Family members' experiences with decision making for incompetent patients in the ICU: a qualitative study

Am J Crit Care. 1998 Jan;7(1):30-6.

Abstract

Background: Understanding the challenges faced by family members involved in decisions about the use of life-sustaining treatment for incompetent patients in the ICU is necessary for developing empirically based supportive interventions.

Objectives: To describe and explain the experiences of family members who were involved in decisions on behalf of their loved ones in order to promote understanding of such experiences and to suggest areas for effective, supportive intervention.

Methods: The grounded-theory method of qualitative research was used.

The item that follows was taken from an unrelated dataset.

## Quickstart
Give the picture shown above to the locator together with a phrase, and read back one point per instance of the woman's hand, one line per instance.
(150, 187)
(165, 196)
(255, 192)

Data collection involved semistructured interviews of 17 persons who had been involved in decisions about the use of life-sustaining treatment for a family member in the ICU.

Results: Family members discussed the need to arrive at a judgment of the patient's condition and to work with caregivers to have the family member's decision about life-sustaining treatment enacted. Data analysis suggests that clinicians can best support family members by helping the members arrive at a judgment about the patient's condition and treatment desires and by connecting with the family members to ensure that treatment goals are mutual. Supporting family members in this way helps them accept and go on in a positive way after the experience.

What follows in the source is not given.